In der späten Zeit seiner Arbeit MikhailLermontov hat ein Gedicht "Gebet" geschrieben. Trotz der Tatsache, dass der Autor erst 25 Jahre alt ist, war er bereits im Exil und dachte über sein eigenes Leben nach. In ihm musste er meistens die Rolle eines wilden und weltlichen Löwen spielen.

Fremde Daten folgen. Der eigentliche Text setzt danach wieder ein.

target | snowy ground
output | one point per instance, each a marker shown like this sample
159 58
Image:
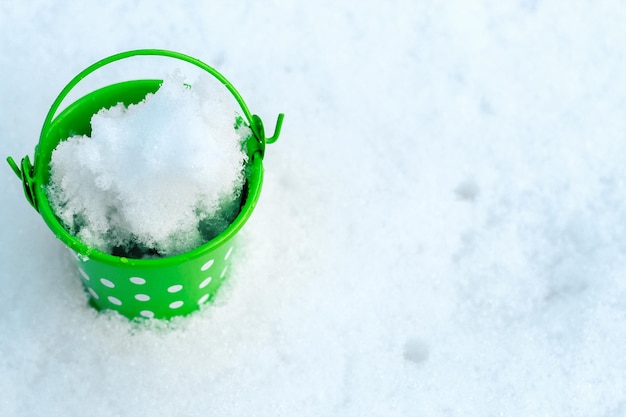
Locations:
441 231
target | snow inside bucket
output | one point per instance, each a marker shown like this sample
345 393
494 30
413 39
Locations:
148 183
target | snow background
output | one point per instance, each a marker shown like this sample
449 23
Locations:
440 233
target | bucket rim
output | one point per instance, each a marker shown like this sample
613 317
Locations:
253 170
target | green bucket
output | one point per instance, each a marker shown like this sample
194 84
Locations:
151 288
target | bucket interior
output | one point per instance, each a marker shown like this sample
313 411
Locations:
76 120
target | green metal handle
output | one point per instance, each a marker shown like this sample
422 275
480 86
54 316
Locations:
25 171
256 125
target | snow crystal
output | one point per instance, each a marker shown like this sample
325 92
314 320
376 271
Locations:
157 178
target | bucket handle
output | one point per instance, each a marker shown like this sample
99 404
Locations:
25 172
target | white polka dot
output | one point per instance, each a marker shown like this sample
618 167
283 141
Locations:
84 274
137 280
175 288
205 282
207 265
107 283
114 300
147 313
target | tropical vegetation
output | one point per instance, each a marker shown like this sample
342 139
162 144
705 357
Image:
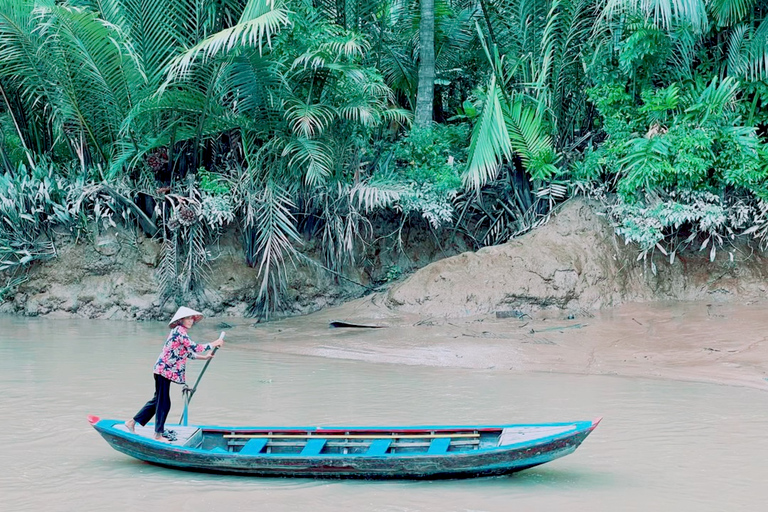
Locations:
295 119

Analyse von Lermontows Gebet

Analyse: "Gebet" Lermontov. Geschichte der Entstehung des Gedichts

Nach der Rückkehr aus dem Kaukasus versteht der Dichter dasÄndere die Welt, die ihn umgibt, es ist unmöglich. Er ist dazu nicht in der Lage. Das Gefühl der Ohnmacht lässt Lermontov sich Gott zuwenden. Wegen der klassischen religiösen Erziehung nahm der Dichter den Glauben nie ernst. Seine Zeitgenossen bemerkten oft in seinen Notizen, dass Lermontovs aktive und turbulente Natur ihn sehr oft dazu zwang, zuerst Taten zu begehen und dann nur darüber nachzudenken, was er getan hatte. Als Rebell im Leben versuchte der Dichter nie, seine politischen Überzeugungen zu verbergen. Erst nach mehreren Monaten im Kaukasus hatte er Vorstellungen von einem höheren Anfang, dem das Schicksal des Menschen unterworfen ist.

Lermontow Gebetsanalyse

Analyse: "Gebet" Lermontov. Ein Versuch, das Leben zu überdenken

In der Dusche bleibt Lermontov noch ein Rebell. Aber er beginnt zu erkennen, dass seine Mission nicht nur darin besteht, anderen ihre Dummheit und Nutzlosigkeit zu beweisen. Nach dem Kaukasus kehrt er nach Moskau zurück, wo er an gesellschaftlichen Veranstaltungen teilnimmt und Maria Shcherbakova nahe steht. In einem der Gespräche erklärt das junge Mädchen dem Dichter, dass nur das Gebet, das zu Gott gerichtet ist, hilft, spirituelles Gleichgewicht zu finden und Kraft in den schwierigsten Momenten des Lebens zu finden. Es kann nicht behauptet werden, dass Lermontov durch dieses Gespräch die Welt auf eine neue Weise betrachtet hat. Aber anscheinend fand der Dichter seine eigene, besondere Wahrheit in den Wörtern einer jungen Dame. Er schreibt sein "Gebet" - das leuchtendste und lyrischste Werk.

Analyse: "Gebet" Lermontov. Das Hauptthema und die Idee

Das Gedicht enthält keine Anfragen, Reue undSelbstgeißelung. Der Dichter erkennt, dass einfache Worte Macht haben können, reinigen die Seele von Angst, Trauer und schwerer Last, verursacht durch die Tatsache, dass sich jemand seiner Impotenz bewusst ist. Eine Analyse von Lermontows Gedicht "Gebet" zeigt, dass der Dichter die Worte der jungen Maria Shcherbakova ernst nahm. Er beginnt in jenen Momenten zu beten, in denen er von seinen eigenen Gedanken und Erfahrungen in eine Ecke getrieben wird. Zweifel ist noch ein weiterer heimtückischer Feind des Dichters. Es ist wie Strafe für ihn. Sind seine Wünsche und Bestrebungen wahr? Plötzlich ist das Hobby für Literatur nur Selbsttäuschung, und Ideale, die gegenseitigen Respekt für Menschen und Gleichheit identifizieren, sind Fiktion, die Frucht einer reichen Phantasie? Um solche Gedanken loszuwerden, Zweifel und Ängste zu zerstreuen, versucht Lermontov die geistige Unterstützung zu finden.

Analyse des Gedichts von Lermontow Gebet

"Gebet": Analyse und Schlussfolgerungen

Während des Schaffens versuchte der Dichter sich mit ihm zu versöhnenbestimmt für ihn den Weg. Gleichzeitig stärkte er seinen Glauben an seine eigene Stärke. Es ist möglich, dass das Schreiben eines Gedichts eine Vorahnung eines bevorstehenden Todes ist. Dies ist eine Art Buße im Vers. Und seine Bedeutung liegt in der Tatsache, dass der Dichter mit seinen eigenen Schwächen kämpft, die ihn zwingen, seine wahren Gedanken und Gefühle hinter einer Maske des Anstands zu verbergen. Dies wird durch die künstlerische Analyse angezeigt. Lermontovs "Gebet" ist ein Wendepunkt, der seine Arbeit in zwei verschiedene Perioden unterteilt.